Humboldt’s Celebrity Songstress
“I can even think in poetry.”
– Inez Bower, Toronto Daily Star, Tuesday, May 24, 1955
Mrs. Inez Bower, a beloved local “tunesmith” who played the organ for Westminster United Church, conducted the high school orchestra and was well known by family and friends for her ability to compose and perform her own songs, became a national celebrity in the 1950s.
“Mrs. Bower’s compositions about familiar things around her home have catapulted her into the top brackets of Canadian songwriters.”
The Vancouver Sun, Tuesday, August 16, 1955
Her most famous recording was a song called “The Old Red River Cart”. The editor of the Humboldt Journal at the time had asked Inez to compose a piece of music that would honour Saskatchewan’s heritage, to be performed as part of the celebration of the province’s 50th anniversary in 1955. Inez rose to the occasion and the result was the song that brought her national attention. Her simple, sweetly sentimental style of musical storytelling really struck a chord with audiences all across the country.
Inez Bower and Harry Ford riding in one of Harry’s Red River Carts, c. 1955.
Born Inez Rumble in 1900 in Iowa, she immigrated with her family to Rouleau, Saskatchewan in 1913. She came to Humboldt in the 1930s after she married Frank C. Bower, and together they raised two sons, Duane and Dennis. The family is pictured here in front of their house on Livingstone Street (now Ninth Street) across from St. Andrew’s Anglican Church.
At age 14, she started composing music as a way of exploring the world around her and celebrating the people and places that she loved. At the height of her celebrity, in August of 1955 the Calgary Herald asked her how many pieces of music she had composed. Her reply was “Oh, I think about 100.”
Inez wrote and performed “The Old Red River Cart” for Humboldt’s celebration of Saskatchewan’s 50th Anniversary in 1955. This photo was taken during her performance on the stage in the old City Hall. Soon afterwards, she began touring the country to promote her recently recorded songs.

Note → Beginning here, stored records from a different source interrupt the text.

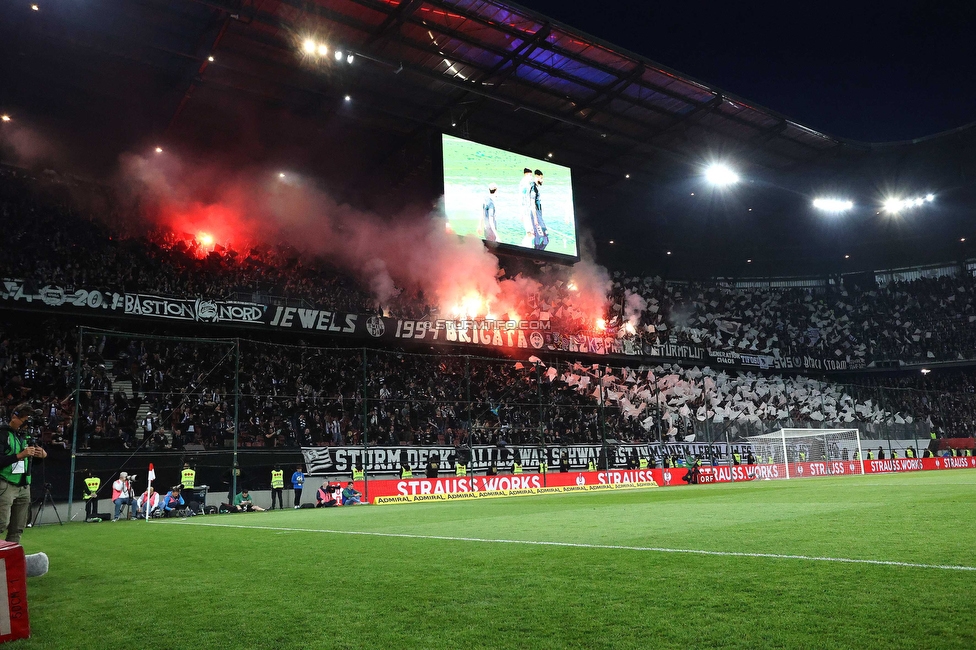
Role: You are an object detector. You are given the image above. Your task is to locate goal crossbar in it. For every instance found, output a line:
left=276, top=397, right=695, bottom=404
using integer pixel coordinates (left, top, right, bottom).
left=746, top=428, right=864, bottom=478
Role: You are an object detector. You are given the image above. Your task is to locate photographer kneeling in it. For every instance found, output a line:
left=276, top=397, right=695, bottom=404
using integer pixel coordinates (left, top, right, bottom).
left=233, top=488, right=264, bottom=512
left=0, top=404, right=48, bottom=577
left=159, top=484, right=186, bottom=517
left=315, top=481, right=339, bottom=508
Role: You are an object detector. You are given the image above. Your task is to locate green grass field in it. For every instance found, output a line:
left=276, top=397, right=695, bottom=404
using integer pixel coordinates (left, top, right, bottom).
left=15, top=470, right=976, bottom=650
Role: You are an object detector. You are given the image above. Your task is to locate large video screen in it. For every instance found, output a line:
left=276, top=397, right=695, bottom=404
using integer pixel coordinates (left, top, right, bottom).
left=441, top=134, right=579, bottom=258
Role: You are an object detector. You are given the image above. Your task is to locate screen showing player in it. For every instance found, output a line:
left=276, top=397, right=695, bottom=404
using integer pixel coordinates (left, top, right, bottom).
left=441, top=134, right=579, bottom=258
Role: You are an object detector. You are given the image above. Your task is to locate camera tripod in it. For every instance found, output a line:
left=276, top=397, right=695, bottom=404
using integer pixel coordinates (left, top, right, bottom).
left=27, top=483, right=64, bottom=528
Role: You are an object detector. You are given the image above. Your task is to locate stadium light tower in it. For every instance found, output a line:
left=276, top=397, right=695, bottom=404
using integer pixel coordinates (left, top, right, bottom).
left=705, top=163, right=741, bottom=187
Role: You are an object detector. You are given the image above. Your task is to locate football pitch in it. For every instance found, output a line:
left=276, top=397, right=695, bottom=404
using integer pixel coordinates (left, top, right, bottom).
left=15, top=470, right=976, bottom=650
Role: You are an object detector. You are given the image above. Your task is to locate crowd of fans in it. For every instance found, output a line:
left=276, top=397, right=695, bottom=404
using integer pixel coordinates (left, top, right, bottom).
left=0, top=168, right=976, bottom=449
left=7, top=322, right=976, bottom=450
left=614, top=274, right=976, bottom=365
left=0, top=168, right=976, bottom=365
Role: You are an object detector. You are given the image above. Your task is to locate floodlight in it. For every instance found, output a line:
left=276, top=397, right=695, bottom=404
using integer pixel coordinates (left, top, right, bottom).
left=705, top=164, right=739, bottom=185
left=813, top=199, right=854, bottom=212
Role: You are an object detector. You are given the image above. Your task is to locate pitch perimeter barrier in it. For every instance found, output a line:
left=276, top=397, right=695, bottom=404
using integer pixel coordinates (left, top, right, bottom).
left=355, top=457, right=976, bottom=505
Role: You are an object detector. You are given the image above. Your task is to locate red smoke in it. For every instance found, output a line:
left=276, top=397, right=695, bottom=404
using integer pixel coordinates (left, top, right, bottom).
left=122, top=153, right=610, bottom=329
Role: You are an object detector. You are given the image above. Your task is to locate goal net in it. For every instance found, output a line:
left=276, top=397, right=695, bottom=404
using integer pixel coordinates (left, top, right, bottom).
left=747, top=429, right=864, bottom=478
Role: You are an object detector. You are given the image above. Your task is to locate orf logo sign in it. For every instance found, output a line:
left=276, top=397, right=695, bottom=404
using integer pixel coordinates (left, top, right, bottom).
left=366, top=316, right=386, bottom=339
left=196, top=300, right=217, bottom=323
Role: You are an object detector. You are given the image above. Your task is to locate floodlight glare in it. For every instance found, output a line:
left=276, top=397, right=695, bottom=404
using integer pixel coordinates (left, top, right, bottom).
left=813, top=199, right=854, bottom=212
left=884, top=194, right=935, bottom=214
left=705, top=164, right=739, bottom=185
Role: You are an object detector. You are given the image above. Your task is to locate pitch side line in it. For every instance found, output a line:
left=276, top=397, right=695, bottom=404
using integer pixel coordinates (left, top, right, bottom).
left=181, top=520, right=976, bottom=571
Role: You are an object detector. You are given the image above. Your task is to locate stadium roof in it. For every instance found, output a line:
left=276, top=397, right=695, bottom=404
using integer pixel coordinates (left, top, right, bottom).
left=0, top=0, right=976, bottom=274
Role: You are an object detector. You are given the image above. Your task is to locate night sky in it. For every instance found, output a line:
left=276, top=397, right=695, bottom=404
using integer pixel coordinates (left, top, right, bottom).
left=522, top=0, right=976, bottom=142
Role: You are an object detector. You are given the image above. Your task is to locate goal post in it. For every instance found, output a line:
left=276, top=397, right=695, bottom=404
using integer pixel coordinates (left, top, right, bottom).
left=746, top=429, right=864, bottom=478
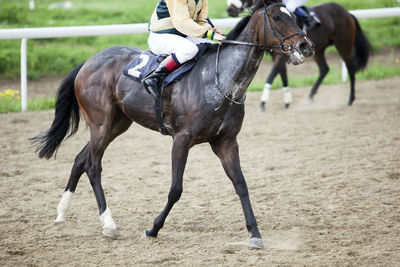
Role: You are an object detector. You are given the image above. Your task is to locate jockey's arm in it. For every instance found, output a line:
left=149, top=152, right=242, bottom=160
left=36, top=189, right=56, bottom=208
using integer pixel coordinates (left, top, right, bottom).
left=167, top=0, right=210, bottom=38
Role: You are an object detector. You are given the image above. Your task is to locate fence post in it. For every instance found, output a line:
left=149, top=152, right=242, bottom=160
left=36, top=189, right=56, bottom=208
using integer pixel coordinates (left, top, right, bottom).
left=21, top=38, right=28, bottom=111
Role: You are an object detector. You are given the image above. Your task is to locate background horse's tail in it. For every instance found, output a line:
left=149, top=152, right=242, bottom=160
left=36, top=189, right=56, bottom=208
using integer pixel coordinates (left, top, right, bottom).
left=351, top=15, right=371, bottom=71
left=31, top=64, right=83, bottom=159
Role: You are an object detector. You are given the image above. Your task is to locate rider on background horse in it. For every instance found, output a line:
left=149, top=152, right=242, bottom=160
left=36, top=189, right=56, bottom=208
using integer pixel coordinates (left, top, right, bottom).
left=142, top=0, right=225, bottom=99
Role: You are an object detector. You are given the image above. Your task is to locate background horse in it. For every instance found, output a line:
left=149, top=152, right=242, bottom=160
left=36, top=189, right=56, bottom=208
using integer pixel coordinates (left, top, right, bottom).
left=34, top=1, right=312, bottom=247
left=227, top=0, right=371, bottom=111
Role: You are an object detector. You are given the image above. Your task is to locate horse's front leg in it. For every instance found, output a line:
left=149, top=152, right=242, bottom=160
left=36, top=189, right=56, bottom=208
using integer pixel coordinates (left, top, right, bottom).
left=146, top=133, right=190, bottom=237
left=211, top=137, right=264, bottom=248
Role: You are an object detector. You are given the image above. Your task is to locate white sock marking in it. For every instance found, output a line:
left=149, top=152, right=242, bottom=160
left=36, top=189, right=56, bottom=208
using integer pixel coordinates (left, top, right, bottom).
left=56, top=190, right=74, bottom=222
left=99, top=207, right=117, bottom=229
left=283, top=87, right=292, bottom=104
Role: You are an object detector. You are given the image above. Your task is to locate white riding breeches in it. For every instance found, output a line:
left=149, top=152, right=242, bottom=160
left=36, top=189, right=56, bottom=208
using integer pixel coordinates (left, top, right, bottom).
left=282, top=0, right=307, bottom=12
left=148, top=32, right=214, bottom=64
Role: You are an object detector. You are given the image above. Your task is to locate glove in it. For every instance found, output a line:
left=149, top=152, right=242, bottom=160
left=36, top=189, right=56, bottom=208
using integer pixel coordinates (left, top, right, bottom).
left=213, top=32, right=226, bottom=41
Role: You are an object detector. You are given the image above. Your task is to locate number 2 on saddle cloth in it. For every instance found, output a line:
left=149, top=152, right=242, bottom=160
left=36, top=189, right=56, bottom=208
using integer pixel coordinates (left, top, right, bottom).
left=122, top=43, right=212, bottom=135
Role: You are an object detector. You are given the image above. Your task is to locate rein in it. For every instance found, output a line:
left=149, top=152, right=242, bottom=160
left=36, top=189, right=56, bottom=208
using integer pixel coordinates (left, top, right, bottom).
left=216, top=3, right=305, bottom=105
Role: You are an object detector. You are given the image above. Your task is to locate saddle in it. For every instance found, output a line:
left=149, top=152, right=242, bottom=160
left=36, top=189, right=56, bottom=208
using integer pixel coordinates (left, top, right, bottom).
left=122, top=43, right=214, bottom=89
left=122, top=43, right=217, bottom=135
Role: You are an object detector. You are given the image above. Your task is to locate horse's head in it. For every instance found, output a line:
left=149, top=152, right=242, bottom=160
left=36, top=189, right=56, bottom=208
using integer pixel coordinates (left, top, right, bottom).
left=251, top=0, right=314, bottom=65
left=226, top=0, right=253, bottom=17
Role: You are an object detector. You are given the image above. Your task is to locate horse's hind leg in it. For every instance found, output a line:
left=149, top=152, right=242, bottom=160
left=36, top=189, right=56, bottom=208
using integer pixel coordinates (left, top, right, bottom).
left=146, top=133, right=190, bottom=237
left=56, top=144, right=89, bottom=222
left=335, top=43, right=356, bottom=106
left=211, top=138, right=264, bottom=248
left=309, top=48, right=329, bottom=100
left=85, top=109, right=132, bottom=237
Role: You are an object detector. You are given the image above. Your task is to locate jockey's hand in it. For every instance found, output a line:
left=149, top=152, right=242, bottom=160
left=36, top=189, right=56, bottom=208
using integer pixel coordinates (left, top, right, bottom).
left=214, top=32, right=226, bottom=41
left=212, top=27, right=222, bottom=34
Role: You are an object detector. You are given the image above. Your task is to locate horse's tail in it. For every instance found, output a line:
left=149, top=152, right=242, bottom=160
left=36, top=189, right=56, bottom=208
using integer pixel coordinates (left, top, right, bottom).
left=351, top=15, right=371, bottom=71
left=31, top=63, right=83, bottom=159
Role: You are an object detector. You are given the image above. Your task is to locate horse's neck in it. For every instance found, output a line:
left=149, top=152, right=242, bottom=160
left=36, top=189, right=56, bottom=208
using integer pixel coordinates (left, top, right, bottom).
left=218, top=23, right=264, bottom=100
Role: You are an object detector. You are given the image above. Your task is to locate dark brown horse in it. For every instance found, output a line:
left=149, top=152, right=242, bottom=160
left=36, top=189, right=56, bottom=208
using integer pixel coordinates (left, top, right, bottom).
left=228, top=0, right=371, bottom=111
left=34, top=1, right=310, bottom=247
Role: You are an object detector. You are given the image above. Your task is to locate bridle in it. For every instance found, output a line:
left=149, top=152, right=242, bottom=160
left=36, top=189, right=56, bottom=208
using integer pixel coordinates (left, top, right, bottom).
left=216, top=3, right=305, bottom=105
left=220, top=3, right=306, bottom=54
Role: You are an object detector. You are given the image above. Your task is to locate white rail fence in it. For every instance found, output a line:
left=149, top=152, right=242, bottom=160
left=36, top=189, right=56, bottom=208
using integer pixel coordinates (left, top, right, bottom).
left=0, top=7, right=400, bottom=111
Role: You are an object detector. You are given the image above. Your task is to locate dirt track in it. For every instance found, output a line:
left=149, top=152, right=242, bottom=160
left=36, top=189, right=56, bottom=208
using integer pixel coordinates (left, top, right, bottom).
left=0, top=75, right=400, bottom=266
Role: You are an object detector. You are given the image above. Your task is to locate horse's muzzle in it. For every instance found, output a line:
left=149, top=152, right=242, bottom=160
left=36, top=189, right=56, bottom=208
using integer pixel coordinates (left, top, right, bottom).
left=226, top=5, right=241, bottom=18
left=298, top=38, right=314, bottom=57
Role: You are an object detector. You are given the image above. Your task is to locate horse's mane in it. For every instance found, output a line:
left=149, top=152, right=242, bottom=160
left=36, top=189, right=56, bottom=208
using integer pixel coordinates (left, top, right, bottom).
left=226, top=0, right=282, bottom=40
left=252, top=0, right=282, bottom=14
left=226, top=15, right=251, bottom=40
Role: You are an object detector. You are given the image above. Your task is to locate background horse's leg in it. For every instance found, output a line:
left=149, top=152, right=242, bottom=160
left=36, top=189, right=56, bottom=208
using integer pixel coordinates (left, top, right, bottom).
left=309, top=48, right=329, bottom=100
left=146, top=133, right=190, bottom=237
left=56, top=144, right=89, bottom=222
left=211, top=137, right=264, bottom=248
left=258, top=56, right=292, bottom=112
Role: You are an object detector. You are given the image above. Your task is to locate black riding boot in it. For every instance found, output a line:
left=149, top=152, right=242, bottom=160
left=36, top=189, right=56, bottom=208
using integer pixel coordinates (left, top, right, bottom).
left=142, top=61, right=169, bottom=99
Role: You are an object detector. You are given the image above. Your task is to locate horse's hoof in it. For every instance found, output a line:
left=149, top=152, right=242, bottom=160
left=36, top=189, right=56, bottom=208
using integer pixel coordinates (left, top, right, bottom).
left=249, top=237, right=265, bottom=248
left=54, top=214, right=65, bottom=223
left=103, top=227, right=118, bottom=238
left=144, top=230, right=157, bottom=238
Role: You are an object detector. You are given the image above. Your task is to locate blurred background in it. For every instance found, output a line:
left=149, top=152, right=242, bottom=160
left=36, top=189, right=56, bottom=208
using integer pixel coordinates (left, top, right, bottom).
left=0, top=0, right=400, bottom=112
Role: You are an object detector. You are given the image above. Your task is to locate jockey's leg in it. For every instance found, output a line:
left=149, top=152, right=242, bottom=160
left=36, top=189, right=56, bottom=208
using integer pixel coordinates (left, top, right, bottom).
left=294, top=7, right=317, bottom=30
left=142, top=33, right=199, bottom=99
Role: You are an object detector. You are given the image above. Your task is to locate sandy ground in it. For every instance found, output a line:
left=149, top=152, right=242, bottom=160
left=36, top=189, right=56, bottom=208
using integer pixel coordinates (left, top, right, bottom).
left=0, top=68, right=400, bottom=266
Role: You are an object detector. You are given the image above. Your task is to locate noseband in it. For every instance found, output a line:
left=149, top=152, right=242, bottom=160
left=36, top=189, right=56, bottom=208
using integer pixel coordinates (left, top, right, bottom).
left=217, top=3, right=305, bottom=105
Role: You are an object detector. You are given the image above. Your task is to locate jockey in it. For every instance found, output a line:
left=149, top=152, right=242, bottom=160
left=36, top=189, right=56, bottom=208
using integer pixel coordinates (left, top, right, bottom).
left=283, top=0, right=317, bottom=29
left=142, top=0, right=225, bottom=99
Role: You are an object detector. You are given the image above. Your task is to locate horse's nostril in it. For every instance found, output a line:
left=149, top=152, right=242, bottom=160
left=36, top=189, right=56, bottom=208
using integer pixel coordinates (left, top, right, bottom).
left=300, top=43, right=310, bottom=51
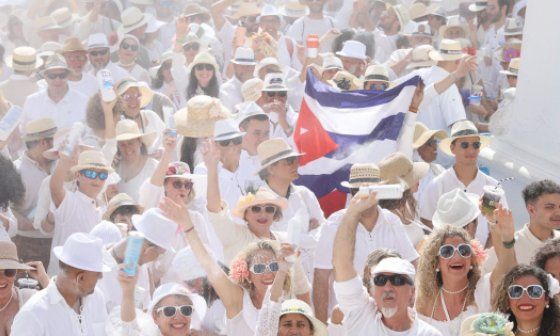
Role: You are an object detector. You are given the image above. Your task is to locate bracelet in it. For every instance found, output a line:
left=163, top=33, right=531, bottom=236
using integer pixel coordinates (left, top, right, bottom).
left=502, top=238, right=515, bottom=249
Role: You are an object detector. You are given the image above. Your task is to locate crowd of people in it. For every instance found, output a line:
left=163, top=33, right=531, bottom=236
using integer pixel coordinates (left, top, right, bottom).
left=0, top=0, right=560, bottom=336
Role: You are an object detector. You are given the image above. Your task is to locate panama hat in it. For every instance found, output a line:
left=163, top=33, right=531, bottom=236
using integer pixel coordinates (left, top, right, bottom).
left=340, top=163, right=381, bottom=188
left=23, top=118, right=58, bottom=142
left=175, top=95, right=231, bottom=138
left=6, top=47, right=43, bottom=71
left=412, top=121, right=447, bottom=149
left=231, top=187, right=288, bottom=218
left=115, top=119, right=157, bottom=148
left=115, top=78, right=154, bottom=107
left=379, top=152, right=430, bottom=188
left=257, top=138, right=304, bottom=171
left=439, top=120, right=490, bottom=156
left=53, top=232, right=111, bottom=272
left=432, top=188, right=480, bottom=228
left=70, top=150, right=114, bottom=173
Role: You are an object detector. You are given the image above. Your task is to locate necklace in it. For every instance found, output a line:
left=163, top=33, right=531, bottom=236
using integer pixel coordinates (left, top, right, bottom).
left=441, top=284, right=469, bottom=294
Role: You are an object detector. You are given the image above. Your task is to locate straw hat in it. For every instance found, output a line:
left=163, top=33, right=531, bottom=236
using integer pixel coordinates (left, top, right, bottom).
left=430, top=39, right=465, bottom=62
left=412, top=121, right=447, bottom=149
left=103, top=193, right=144, bottom=220
left=231, top=187, right=288, bottom=218
left=500, top=57, right=521, bottom=77
left=115, top=78, right=154, bottom=107
left=70, top=150, right=114, bottom=173
left=280, top=299, right=328, bottom=336
left=257, top=138, right=304, bottom=171
left=379, top=152, right=430, bottom=188
left=53, top=232, right=111, bottom=272
left=115, top=119, right=157, bottom=148
left=340, top=163, right=381, bottom=188
left=0, top=240, right=34, bottom=270
left=439, top=120, right=490, bottom=156
left=432, top=188, right=480, bottom=228
left=175, top=95, right=230, bottom=138
left=23, top=118, right=58, bottom=142
left=6, top=47, right=43, bottom=71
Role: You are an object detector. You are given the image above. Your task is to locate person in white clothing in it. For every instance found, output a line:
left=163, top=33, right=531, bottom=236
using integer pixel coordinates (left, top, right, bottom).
left=333, top=194, right=441, bottom=336
left=12, top=233, right=109, bottom=336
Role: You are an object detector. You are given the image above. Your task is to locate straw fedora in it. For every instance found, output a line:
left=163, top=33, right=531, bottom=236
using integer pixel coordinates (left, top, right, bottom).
left=102, top=193, right=144, bottom=220
left=70, top=150, right=114, bottom=173
left=412, top=121, right=447, bottom=149
left=0, top=240, right=34, bottom=270
left=6, top=47, right=43, bottom=71
left=500, top=57, right=521, bottom=77
left=379, top=152, right=430, bottom=188
left=53, top=232, right=111, bottom=272
left=231, top=187, right=288, bottom=218
left=23, top=118, right=58, bottom=142
left=175, top=95, right=230, bottom=138
left=115, top=78, right=154, bottom=107
left=115, top=119, right=157, bottom=148
left=430, top=39, right=465, bottom=62
left=340, top=163, right=381, bottom=189
left=439, top=120, right=490, bottom=156
left=432, top=188, right=480, bottom=228
left=257, top=138, right=304, bottom=171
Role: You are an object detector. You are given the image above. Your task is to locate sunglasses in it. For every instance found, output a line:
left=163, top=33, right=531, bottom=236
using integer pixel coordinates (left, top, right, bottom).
left=251, top=261, right=280, bottom=274
left=156, top=305, right=193, bottom=318
left=218, top=137, right=243, bottom=147
left=373, top=274, right=412, bottom=287
left=89, top=49, right=109, bottom=57
left=46, top=72, right=68, bottom=80
left=80, top=169, right=109, bottom=181
left=172, top=181, right=194, bottom=190
left=508, top=285, right=544, bottom=299
left=194, top=64, right=214, bottom=71
left=266, top=91, right=288, bottom=98
left=459, top=141, right=480, bottom=149
left=438, top=244, right=472, bottom=259
left=251, top=205, right=276, bottom=214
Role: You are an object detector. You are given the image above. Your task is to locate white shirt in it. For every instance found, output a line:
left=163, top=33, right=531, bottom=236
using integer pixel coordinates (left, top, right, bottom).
left=334, top=276, right=442, bottom=336
left=419, top=167, right=507, bottom=245
left=21, top=88, right=88, bottom=133
left=12, top=280, right=107, bottom=336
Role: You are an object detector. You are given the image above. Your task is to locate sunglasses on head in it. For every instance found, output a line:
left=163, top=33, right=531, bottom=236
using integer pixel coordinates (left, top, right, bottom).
left=80, top=169, right=109, bottom=181
left=251, top=261, right=280, bottom=274
left=89, top=49, right=109, bottom=57
left=251, top=205, right=276, bottom=214
left=121, top=42, right=138, bottom=51
left=172, top=180, right=194, bottom=190
left=508, top=285, right=544, bottom=299
left=438, top=244, right=472, bottom=259
left=194, top=64, right=214, bottom=71
left=266, top=91, right=288, bottom=98
left=46, top=72, right=68, bottom=80
left=218, top=137, right=243, bottom=147
left=373, top=274, right=412, bottom=287
left=156, top=305, right=193, bottom=318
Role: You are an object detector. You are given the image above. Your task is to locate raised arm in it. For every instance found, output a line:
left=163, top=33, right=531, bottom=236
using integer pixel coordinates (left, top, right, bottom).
left=333, top=193, right=377, bottom=282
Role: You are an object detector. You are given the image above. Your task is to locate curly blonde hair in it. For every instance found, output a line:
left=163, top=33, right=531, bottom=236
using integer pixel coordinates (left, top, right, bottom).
left=416, top=225, right=481, bottom=316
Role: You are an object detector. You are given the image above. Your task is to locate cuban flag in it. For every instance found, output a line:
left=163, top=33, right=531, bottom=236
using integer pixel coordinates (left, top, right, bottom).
left=293, top=71, right=420, bottom=216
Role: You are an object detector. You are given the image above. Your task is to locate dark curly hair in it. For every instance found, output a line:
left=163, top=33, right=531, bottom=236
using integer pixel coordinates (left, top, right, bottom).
left=0, top=155, right=25, bottom=210
left=523, top=180, right=560, bottom=205
left=492, top=265, right=560, bottom=336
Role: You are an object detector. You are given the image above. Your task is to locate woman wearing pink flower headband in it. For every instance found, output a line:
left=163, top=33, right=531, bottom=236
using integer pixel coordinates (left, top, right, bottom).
left=416, top=205, right=517, bottom=336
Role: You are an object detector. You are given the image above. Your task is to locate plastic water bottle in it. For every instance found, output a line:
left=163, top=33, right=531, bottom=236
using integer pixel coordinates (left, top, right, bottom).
left=123, top=231, right=144, bottom=276
left=97, top=69, right=117, bottom=103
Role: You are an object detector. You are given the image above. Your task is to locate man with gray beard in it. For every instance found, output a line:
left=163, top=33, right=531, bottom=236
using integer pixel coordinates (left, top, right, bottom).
left=333, top=193, right=441, bottom=336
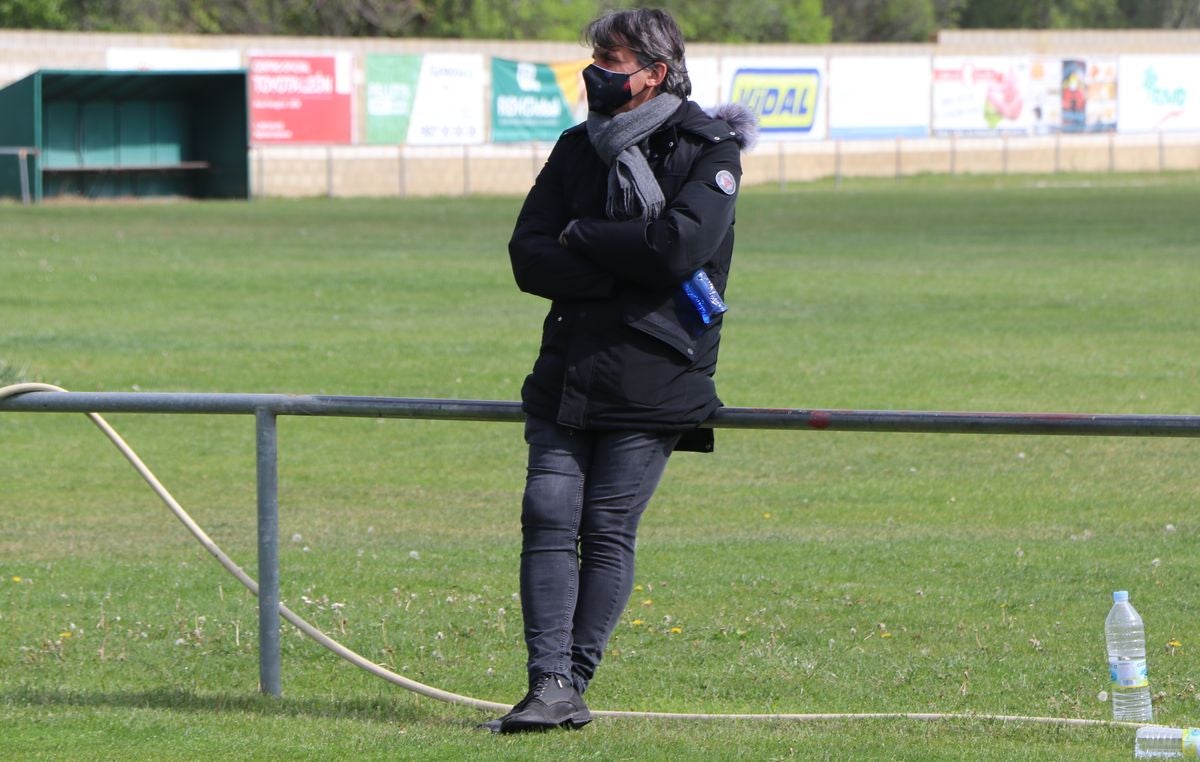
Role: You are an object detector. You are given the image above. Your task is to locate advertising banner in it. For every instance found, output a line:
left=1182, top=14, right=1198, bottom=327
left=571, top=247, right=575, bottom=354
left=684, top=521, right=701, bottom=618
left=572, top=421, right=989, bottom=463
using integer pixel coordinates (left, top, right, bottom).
left=1117, top=55, right=1200, bottom=132
left=721, top=58, right=826, bottom=140
left=250, top=53, right=353, bottom=143
left=829, top=55, right=931, bottom=138
left=932, top=56, right=1033, bottom=134
left=366, top=54, right=421, bottom=144
left=407, top=53, right=487, bottom=145
left=688, top=55, right=721, bottom=110
left=1030, top=56, right=1117, bottom=134
left=492, top=58, right=588, bottom=143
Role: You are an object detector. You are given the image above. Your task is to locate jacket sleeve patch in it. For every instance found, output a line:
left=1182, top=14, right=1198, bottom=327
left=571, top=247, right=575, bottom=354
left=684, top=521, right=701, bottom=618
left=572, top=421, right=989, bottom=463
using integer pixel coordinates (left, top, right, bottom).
left=714, top=169, right=738, bottom=196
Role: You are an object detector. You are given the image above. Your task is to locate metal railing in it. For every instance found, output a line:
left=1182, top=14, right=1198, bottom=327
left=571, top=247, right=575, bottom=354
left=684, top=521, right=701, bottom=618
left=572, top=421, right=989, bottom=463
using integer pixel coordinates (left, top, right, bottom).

After visiting Grey Owl’s Cabin in Prince Albert National Park with her family, Inez was inspired by the strange story of Grey Owl, a British-born conservationist, fur trapper and writer. His real name was Archibald Stansfeld Belaney, and, for many years, he pretended to be a First Nations man. She had also spent time with Grey Owl’s daughter Shirley Dawn, and from these experiences she wrote “Tale Of An Empty Cabin” and “Little Wild Rose, Shirley Dawn”.
Inez and Frank C. Bower with their sons Duane and Dennis in front of Grey Owl’s Cabin in Prince Albert National Park, Saskatchewan.
Dennis Bower and Shirley Dawn, Grey Owl’s daughter, and Jelly Roll the beaver.
A Tragic End
Inez Bower enjoyed her success for only four short years after the release of “The Old Red River Cart”.
On the evening of September 21, 1959, on the way home from their grandson’s christening in Winnipeg, Manitoba, Inez and Frank were struck in a head-on collision near Muenster, Saskatchewan. Frank survived but suffered severe injuries, and Inez was killed instantly.
Her funeral services were held at Westminster United Church where she had been a part of the musical life of the congregation for many years.
Gone But Not Forgotten
Dennis Bower, the younger son of Frank and Inez, worked as a switcher for CBC Television in Winnipeg, Manitoba. He brought his mother’s music to the attention of the producers of the Red River Jamboree. In 1961, two years after her death, Inez Bower’s music was featured on an episode that aired on May 27. Dennis was the switcher for that episode and was mentioned by name on the air.
Dennis Bower at work as a switcher for CBC television in Winnipeg, Manitoba.
Inez Bower’s heartfelt lyrics and sweet melodies give us a unique insight into this remarkable musician’s life and loves, and ensure her place in Canada’s rich musical history.